Podczas naszego pobytu w Sopocie odbywał się na molo festiwal bluesa. Większej frajdy nie mogli mi zrobić. Ja organicznie kocham bluesa, ale kiedy posłuchałam młodych kapel startujących w konkursie stwierdziłam, że to, co oni wywrzaskują do mikrofonów, niewiele ma wspólnego z bluesem. Przynajmniej takim, jaki ja znam i kocham. Jednak organizatorzy zapowiedzieli perełkę, czyli występ zespołu „Dżem”!

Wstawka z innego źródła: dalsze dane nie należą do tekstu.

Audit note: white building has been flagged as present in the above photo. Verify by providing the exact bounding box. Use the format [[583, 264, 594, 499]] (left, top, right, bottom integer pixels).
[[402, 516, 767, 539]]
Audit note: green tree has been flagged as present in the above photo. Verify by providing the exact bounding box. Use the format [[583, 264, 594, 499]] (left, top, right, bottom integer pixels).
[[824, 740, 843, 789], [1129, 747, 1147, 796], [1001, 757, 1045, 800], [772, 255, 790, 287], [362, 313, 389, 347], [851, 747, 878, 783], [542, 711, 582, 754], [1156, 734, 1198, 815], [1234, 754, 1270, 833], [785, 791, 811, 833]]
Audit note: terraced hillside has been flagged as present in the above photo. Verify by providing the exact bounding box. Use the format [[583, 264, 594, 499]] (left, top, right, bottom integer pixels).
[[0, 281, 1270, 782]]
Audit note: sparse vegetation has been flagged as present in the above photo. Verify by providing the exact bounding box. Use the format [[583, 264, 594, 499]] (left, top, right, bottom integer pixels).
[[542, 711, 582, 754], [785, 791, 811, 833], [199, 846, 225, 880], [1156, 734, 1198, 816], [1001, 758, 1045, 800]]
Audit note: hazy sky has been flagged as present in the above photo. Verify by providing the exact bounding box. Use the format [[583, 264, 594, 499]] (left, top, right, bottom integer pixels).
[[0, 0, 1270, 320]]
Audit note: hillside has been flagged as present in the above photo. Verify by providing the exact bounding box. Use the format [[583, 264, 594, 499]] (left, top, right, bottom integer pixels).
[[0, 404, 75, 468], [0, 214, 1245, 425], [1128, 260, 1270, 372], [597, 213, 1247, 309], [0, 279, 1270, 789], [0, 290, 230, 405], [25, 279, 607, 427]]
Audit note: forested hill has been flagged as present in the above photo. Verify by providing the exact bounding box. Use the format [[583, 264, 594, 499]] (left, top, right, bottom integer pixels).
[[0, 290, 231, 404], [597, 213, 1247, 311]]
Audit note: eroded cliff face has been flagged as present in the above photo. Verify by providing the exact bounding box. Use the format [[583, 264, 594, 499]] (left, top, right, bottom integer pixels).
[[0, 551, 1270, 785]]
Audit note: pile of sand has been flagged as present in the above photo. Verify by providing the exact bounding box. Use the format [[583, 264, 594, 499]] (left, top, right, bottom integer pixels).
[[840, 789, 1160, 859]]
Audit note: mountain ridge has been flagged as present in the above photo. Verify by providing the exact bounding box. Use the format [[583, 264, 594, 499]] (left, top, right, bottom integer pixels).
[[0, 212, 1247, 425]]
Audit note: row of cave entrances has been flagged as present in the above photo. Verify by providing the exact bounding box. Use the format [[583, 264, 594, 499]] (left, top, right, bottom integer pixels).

No – tu jestem w domu. To znam, to lubię! Okazało się, że takich wariatów jak ja nie jest wiele w naszym towarzystwie. Do końca koncertu zostało nas tylko troje: Dodi, Sławek i ja. A koncert zakończył się około 3.00 nad ranem. Tego nie da się opowiedzieć. Na scenie młody solista „Dżemu” – Maciek, godny następca niezapomnianego śp. Ryśka Rydla – leciał „whisky, moja żono” i „czerwony jak cegła” – a my razem z nim! Powrót do czasów studenckich, kiedy darłam się w Krakowie razem z „Dżemem”; dwadzieścia  lat wstąpiło się jak sweterek wyprany w zbyt ciepłej wodzie. Czułam się znów młoda i wolna.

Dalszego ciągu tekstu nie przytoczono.